Nearly 1,000 patients at the University Hospitals Fertility Center are receiving letters apologizing once again and acknowledging some of the reasons for the which the storage tank failed. The hospital now blames humans for the loss of those frozen embryos and ova, some of which have been stored for decades.
At the same time, NBC News has discovered a history of malfunction in other tanks of the same manufacturer.
In shocking news for affected patients, it is unlikely, says the hospital in its new letter, that any stored ova and embryos will be viable.
In a detailed draft draft for NBC News, the University Hospital Fertility Center says the remote alarm system in the tank, which should have alerted an employee to changes in temperature, was closed. The center does not know who turned it off, but it was off during the weekend of March 3.
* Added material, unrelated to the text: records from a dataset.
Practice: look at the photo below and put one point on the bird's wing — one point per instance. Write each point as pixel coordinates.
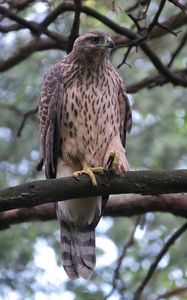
(125, 114)
(50, 105)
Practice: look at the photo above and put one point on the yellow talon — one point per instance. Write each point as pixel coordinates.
(90, 172)
(113, 161)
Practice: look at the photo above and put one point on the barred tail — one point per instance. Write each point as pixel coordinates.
(78, 251)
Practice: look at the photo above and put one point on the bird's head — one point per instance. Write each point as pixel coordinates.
(93, 43)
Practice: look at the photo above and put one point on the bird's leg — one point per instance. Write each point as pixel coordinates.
(86, 169)
(113, 161)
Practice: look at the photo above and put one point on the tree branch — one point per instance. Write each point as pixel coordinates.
(138, 182)
(152, 81)
(117, 206)
(25, 51)
(154, 265)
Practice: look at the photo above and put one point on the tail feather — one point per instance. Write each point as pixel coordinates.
(78, 251)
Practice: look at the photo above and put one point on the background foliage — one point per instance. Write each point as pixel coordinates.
(29, 253)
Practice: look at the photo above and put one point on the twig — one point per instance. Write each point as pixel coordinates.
(125, 58)
(179, 5)
(150, 81)
(178, 49)
(157, 15)
(154, 265)
(19, 5)
(166, 28)
(175, 292)
(76, 23)
(25, 117)
(26, 24)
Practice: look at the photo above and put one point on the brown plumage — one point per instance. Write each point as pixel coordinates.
(84, 115)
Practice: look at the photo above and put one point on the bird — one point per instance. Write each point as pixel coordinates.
(84, 115)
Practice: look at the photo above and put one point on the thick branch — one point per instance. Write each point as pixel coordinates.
(137, 182)
(117, 206)
(25, 51)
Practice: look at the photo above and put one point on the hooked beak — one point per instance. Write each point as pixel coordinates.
(110, 43)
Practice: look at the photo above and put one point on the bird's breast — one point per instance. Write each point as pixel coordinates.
(90, 119)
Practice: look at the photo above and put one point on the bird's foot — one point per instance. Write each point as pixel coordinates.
(113, 161)
(90, 172)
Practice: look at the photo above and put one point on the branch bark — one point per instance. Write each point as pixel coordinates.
(136, 182)
(117, 206)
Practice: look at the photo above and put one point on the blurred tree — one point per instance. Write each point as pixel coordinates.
(150, 38)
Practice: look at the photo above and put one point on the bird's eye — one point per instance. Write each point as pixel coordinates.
(94, 40)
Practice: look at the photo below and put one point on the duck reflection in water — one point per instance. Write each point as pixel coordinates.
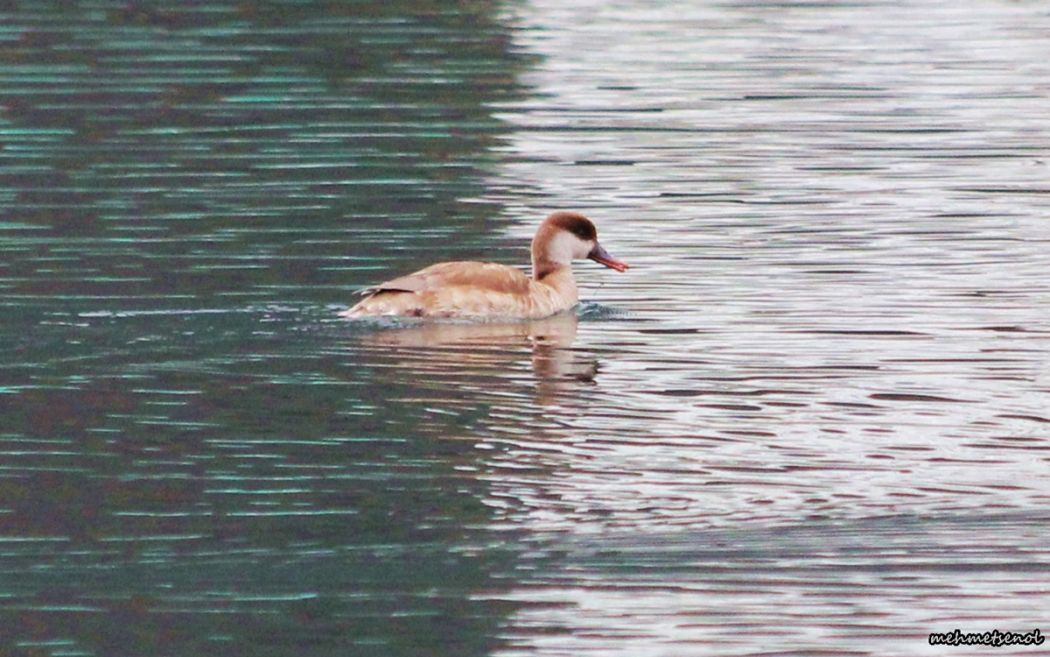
(489, 355)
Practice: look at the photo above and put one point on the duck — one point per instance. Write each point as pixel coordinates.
(471, 290)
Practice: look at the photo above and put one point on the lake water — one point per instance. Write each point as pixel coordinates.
(813, 419)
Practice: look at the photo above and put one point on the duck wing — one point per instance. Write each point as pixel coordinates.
(487, 276)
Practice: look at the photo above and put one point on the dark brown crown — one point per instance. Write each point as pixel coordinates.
(575, 224)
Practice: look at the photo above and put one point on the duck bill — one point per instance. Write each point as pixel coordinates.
(601, 255)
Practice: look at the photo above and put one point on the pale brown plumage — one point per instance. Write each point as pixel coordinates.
(487, 290)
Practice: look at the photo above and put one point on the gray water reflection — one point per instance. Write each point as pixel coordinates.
(812, 420)
(838, 214)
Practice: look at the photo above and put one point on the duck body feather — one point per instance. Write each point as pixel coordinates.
(470, 290)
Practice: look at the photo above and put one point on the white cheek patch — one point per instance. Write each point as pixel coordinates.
(565, 247)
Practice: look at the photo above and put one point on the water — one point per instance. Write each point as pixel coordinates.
(811, 420)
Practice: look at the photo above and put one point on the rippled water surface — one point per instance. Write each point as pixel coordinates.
(813, 419)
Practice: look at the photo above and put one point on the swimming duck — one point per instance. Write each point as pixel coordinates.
(487, 290)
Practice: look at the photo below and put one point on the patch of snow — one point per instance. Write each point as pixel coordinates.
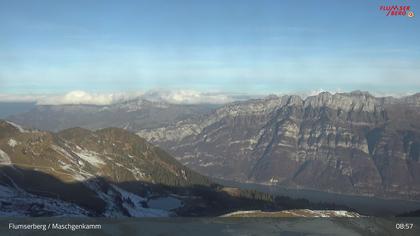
(12, 142)
(206, 164)
(91, 157)
(4, 158)
(18, 127)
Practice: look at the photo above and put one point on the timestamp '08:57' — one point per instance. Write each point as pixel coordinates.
(404, 226)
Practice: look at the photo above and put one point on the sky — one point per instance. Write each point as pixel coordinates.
(103, 48)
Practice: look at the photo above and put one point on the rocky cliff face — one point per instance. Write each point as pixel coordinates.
(347, 142)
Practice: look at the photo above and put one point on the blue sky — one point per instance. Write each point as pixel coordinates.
(254, 47)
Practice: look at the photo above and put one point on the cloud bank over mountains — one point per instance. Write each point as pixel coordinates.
(169, 96)
(83, 97)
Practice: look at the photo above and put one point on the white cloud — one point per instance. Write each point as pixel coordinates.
(83, 97)
(170, 96)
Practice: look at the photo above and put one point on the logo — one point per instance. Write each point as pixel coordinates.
(397, 10)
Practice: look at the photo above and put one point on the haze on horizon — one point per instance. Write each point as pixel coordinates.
(196, 47)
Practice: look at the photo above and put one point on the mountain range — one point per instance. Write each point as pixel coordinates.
(351, 143)
(111, 173)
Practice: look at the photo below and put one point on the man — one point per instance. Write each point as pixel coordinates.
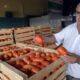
(70, 38)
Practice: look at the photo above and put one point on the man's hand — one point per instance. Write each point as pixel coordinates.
(69, 59)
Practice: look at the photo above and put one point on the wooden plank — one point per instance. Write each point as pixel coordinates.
(5, 36)
(24, 39)
(24, 34)
(56, 74)
(6, 42)
(26, 29)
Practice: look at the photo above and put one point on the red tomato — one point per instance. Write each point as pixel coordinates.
(38, 59)
(45, 63)
(35, 69)
(62, 51)
(39, 39)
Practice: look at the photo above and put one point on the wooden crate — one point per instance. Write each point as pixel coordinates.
(24, 34)
(15, 74)
(6, 37)
(46, 30)
(37, 30)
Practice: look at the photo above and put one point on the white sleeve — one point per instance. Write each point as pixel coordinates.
(60, 36)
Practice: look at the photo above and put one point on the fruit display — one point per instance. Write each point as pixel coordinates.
(8, 48)
(34, 62)
(14, 54)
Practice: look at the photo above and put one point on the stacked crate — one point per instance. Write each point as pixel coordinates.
(53, 71)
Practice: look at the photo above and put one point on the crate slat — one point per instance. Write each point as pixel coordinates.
(24, 34)
(26, 29)
(24, 39)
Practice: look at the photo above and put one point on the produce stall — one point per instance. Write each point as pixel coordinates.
(28, 62)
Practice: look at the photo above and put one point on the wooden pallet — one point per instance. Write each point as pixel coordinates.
(15, 74)
(6, 37)
(46, 30)
(24, 34)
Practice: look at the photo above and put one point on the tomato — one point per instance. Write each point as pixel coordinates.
(32, 55)
(35, 69)
(45, 63)
(27, 66)
(6, 57)
(38, 59)
(62, 51)
(26, 60)
(43, 54)
(39, 39)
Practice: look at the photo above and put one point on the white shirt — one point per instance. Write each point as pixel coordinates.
(70, 38)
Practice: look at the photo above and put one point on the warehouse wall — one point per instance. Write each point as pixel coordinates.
(11, 5)
(22, 8)
(35, 7)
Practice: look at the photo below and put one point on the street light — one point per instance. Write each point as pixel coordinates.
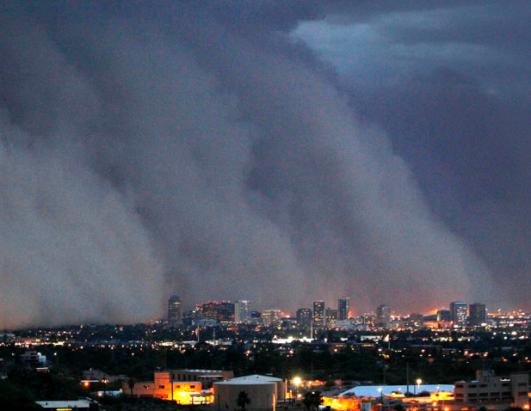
(297, 382)
(418, 381)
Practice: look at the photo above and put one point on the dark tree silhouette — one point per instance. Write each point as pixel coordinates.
(312, 400)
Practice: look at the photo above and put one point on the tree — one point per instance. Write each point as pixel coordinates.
(243, 400)
(312, 400)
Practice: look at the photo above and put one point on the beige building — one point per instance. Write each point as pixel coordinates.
(205, 377)
(492, 392)
(261, 391)
(281, 389)
(165, 387)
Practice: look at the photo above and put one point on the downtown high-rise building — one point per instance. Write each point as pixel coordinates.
(271, 316)
(304, 318)
(459, 313)
(319, 315)
(477, 314)
(220, 311)
(174, 311)
(241, 311)
(383, 316)
(444, 315)
(343, 308)
(331, 317)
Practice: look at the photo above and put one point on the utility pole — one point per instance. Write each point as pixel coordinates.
(407, 377)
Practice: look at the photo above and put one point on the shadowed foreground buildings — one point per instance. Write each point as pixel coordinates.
(174, 311)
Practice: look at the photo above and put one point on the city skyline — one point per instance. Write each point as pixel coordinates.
(281, 152)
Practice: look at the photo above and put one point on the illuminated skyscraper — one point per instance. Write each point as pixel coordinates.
(271, 316)
(478, 314)
(319, 315)
(174, 311)
(383, 316)
(304, 318)
(343, 307)
(241, 311)
(458, 310)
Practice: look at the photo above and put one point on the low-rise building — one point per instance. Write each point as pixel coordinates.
(492, 392)
(166, 387)
(261, 393)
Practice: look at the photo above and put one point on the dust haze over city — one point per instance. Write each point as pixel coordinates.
(280, 152)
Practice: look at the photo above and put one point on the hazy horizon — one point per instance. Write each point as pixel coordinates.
(280, 152)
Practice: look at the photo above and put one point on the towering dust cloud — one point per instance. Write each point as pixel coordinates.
(145, 151)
Despite the 11 miscarriages, Wendy and Rick Penniman had two healthy children with the help of the University University Fertility Center. But now, there is no hope of using their frozen embryos to have a third child.
"It's devastating, I think, for us, but it's more devastating because it takes something away from our children," said Wendy Penniman, 41.
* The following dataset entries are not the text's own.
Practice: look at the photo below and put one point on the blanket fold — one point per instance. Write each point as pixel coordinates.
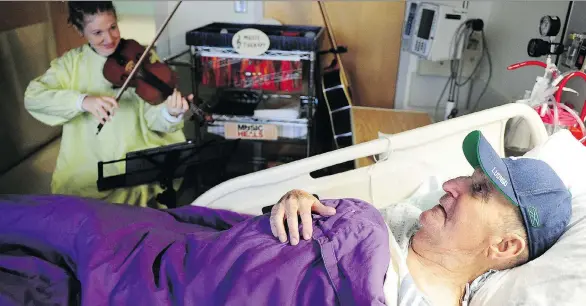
(62, 250)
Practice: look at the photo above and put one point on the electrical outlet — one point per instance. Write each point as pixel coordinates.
(470, 57)
(240, 6)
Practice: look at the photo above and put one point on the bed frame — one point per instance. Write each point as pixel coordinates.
(405, 160)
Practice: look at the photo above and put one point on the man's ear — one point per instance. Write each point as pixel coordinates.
(507, 247)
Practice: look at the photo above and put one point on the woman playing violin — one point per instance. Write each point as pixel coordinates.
(74, 93)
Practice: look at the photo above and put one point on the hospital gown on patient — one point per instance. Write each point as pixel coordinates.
(53, 99)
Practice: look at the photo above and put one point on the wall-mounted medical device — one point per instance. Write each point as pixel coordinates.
(430, 28)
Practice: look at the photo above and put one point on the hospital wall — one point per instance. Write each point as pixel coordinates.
(509, 25)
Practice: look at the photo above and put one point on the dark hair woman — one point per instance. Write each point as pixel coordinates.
(73, 93)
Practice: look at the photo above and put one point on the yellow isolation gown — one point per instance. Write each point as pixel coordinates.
(55, 98)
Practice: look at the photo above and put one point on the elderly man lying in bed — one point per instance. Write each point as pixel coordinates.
(508, 212)
(63, 250)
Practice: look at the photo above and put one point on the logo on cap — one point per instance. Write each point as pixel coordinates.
(533, 216)
(499, 177)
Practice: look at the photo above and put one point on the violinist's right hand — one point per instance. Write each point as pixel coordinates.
(100, 107)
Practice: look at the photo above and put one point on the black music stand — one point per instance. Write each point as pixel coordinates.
(164, 164)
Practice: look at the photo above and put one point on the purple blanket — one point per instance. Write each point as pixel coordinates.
(58, 250)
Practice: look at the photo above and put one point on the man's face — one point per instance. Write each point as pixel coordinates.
(466, 217)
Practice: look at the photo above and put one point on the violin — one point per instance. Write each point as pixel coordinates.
(154, 79)
(153, 82)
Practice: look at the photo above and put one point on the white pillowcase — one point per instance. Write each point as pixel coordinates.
(558, 277)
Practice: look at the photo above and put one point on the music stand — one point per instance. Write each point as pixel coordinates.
(163, 165)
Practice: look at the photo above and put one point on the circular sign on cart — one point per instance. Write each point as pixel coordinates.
(250, 42)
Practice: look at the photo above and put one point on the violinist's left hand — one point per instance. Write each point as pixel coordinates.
(176, 104)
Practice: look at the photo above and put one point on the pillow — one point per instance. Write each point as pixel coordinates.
(558, 277)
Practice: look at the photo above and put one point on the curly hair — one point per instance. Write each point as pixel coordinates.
(78, 10)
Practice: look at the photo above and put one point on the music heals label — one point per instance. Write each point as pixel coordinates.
(250, 131)
(251, 42)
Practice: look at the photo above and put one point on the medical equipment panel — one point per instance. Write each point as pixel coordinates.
(432, 30)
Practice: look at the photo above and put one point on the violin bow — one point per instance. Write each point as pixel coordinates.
(142, 57)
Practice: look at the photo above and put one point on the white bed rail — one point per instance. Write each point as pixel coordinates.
(413, 156)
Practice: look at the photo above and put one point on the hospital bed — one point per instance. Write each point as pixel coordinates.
(406, 161)
(403, 161)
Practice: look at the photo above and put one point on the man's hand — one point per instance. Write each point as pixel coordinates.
(290, 205)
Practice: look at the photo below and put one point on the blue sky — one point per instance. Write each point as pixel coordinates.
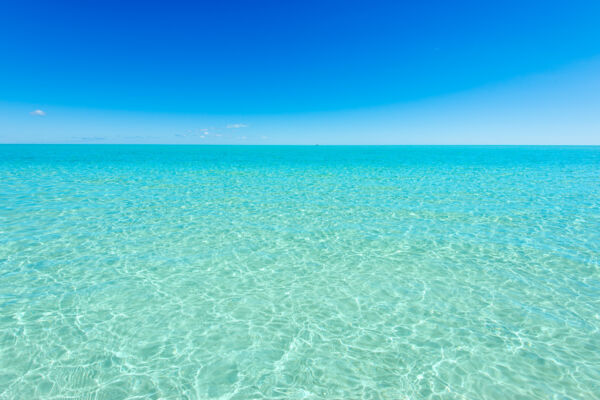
(283, 72)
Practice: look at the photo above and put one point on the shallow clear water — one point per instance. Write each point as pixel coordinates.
(299, 272)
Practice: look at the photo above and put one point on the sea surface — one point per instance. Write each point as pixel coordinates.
(301, 272)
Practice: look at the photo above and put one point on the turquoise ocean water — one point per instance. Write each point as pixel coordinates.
(225, 272)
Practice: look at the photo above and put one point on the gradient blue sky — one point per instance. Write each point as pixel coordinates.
(300, 72)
Christina and Marc Ellis wanted to use their two remaining embryos in the center to give their daughter, now 2 years old, a brother.
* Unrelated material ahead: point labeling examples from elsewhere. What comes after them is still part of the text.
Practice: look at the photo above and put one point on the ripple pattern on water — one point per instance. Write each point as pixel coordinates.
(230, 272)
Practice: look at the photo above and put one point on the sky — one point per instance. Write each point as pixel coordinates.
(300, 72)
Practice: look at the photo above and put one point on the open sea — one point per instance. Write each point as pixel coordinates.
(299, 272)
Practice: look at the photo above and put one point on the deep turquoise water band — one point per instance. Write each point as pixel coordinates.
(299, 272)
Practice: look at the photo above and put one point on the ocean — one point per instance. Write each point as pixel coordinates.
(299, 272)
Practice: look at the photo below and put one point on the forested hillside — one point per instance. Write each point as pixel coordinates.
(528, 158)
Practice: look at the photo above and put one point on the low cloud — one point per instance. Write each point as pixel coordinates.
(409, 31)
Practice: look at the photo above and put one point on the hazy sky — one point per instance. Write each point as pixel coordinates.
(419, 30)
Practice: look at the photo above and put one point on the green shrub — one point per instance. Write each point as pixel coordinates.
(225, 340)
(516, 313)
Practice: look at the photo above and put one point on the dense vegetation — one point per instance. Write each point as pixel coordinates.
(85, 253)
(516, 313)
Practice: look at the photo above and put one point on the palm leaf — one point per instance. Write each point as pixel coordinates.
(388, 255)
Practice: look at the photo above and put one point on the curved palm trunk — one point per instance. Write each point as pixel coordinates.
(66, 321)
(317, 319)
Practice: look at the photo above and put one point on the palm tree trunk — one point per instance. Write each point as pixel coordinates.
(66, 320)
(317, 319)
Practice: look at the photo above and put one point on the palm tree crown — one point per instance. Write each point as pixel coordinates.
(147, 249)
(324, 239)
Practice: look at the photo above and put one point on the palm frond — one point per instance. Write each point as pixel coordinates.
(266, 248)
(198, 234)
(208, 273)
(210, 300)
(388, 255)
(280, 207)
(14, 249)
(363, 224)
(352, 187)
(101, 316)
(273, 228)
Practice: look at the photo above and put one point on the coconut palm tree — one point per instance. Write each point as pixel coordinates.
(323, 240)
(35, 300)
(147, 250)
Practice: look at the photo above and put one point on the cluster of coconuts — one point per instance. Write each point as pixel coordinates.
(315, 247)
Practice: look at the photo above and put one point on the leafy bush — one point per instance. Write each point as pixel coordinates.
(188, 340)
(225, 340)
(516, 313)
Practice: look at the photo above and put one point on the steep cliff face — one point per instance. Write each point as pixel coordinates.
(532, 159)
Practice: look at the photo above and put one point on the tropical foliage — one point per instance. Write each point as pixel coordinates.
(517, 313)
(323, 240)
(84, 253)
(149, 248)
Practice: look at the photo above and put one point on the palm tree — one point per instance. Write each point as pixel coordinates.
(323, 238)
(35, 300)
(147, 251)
"I do not know if I can continue the whole process again, and what will be the result?" Christina Ellis told NBC News. "
Both couples are now suing." So are at least 16 other groups of plaintiffs, all claiming negligence and breach of contract.
And there may be an underlying technical problem, one that has happened before.
An investigation by NBC News found that the The manufacturer of this particular storage tank, Custom Biogenic Systems, has a history of prior failures dating back almost 15 years.
In 2003, Rachel Southwood's husband, Andrew, had frozen sperm in the United Kingdom after The couple from Tauton, England, had a child and hoped they could have another.
"He gave the sample and, as far as we knew, we could potentially have more children," Southwood said. Ijo.
But less than a year later, the freezer that stored his sperm did not work properly, making the sperm no longer viable. Andrew Southwood finally died of cancer.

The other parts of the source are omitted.